Some chicken breeds thrive better on forage compared to others. Breeds that have been kept in confinement for many generations generally forage less aggressively than breeds that have continued to exercise their foraging instinct. If you want a low-maintenance flock, and you have space for them to roam, consider these chicken breeds that are exceptional foragers.
Buckeye — Developed in Ohio, this dual-purpose farmstead breed is especially docile and winter hardy.
Dominique — This Canadian breed was brought to the United States by early settlers as a winter hardy dual-purpose farmstead breed.
Fayoumi — This ancient breed, developed in Egypt, excels in flying and is particularly disease resistant.
Hamburg — Of Turkish origin, this winter hardy breed was further developed in Europe as an excellent forager and capable flier.
Leghorn — Developed in Italy, this breed efficiently converts feed to eggs and is heat tolerant; the brown variety is best suited to foraging.
Old English Game — This ancient breed is active and hardy and is often seen foraging along rural roads or roosting in trees.
Red Jungle Fowl — An ancestor of all domestic chickens, jungle fowl originated in forested areas of southern Asian and still retain their feral nature.
Spitzhauben — Originating in the Appenzeller canton of Switzerland, these chickens are active, alert, and outstanding fliers.
Sumatra — An ancient breed native to the island of Sumatra, this hardy, active, alert chicken is extremely capable as a flier and high jumper.
Welsumer — Developed in Holland, this active, winter hardy breed is especially good at foraging for insects.

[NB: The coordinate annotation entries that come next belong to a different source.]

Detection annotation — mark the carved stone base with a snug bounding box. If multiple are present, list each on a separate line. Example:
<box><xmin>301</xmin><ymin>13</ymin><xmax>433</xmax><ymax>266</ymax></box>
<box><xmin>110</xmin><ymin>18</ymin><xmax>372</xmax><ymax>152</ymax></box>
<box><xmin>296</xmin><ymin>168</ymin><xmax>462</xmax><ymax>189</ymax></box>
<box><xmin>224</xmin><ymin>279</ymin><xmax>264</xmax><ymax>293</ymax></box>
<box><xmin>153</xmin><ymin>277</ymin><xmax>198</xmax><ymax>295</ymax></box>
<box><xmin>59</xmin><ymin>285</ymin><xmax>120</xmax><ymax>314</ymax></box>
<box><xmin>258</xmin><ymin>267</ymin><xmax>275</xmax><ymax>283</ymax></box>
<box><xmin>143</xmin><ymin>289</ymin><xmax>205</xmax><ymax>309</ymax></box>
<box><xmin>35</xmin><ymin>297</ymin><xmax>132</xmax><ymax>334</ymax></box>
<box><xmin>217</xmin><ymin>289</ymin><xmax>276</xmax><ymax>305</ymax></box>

Where a flock will have the benefit of forage, choose a breed suitable for your prevailing climate. Feather colors other than white blend more easily into the surroundings, offering foraging birds protection from predators. Another predator resistant feature is the ability to fly well. Protective trees or constructed shelters not only offer further protection from predators, but also encourage the chickens to forage away from their home shelter, reducing their impact on vegetation around the doorway.

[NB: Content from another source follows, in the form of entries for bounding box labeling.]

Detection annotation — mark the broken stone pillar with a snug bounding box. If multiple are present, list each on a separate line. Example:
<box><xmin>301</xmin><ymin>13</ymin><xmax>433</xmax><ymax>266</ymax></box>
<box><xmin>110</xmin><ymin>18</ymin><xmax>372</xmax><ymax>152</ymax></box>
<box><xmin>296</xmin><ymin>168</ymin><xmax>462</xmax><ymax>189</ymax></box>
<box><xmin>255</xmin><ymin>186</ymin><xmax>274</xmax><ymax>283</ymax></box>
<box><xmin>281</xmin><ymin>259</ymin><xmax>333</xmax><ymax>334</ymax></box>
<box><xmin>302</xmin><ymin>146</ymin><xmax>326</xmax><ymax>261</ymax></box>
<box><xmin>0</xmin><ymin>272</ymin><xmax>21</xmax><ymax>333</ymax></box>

How much of the chickens’ diet they will obtain by foraging depends on the quality of the forage and the number of chickens competing for it. In addition to tender greens, chickens eat seeds and insects, and sometimes mice, frogs, and snakes. But under normal conditions, whatever nutrition they derive from the forage is unlikely to replace a significant percentage of their regular ration. The chief benefits of selecting chicken breeds that are exceptional foragers are that they will enjoy increased dietary variety, get healthful exercise and fresh air, and be exposed to a reduced concentration of parasitic worms.
And that’s today’s news from the Cackle Coop.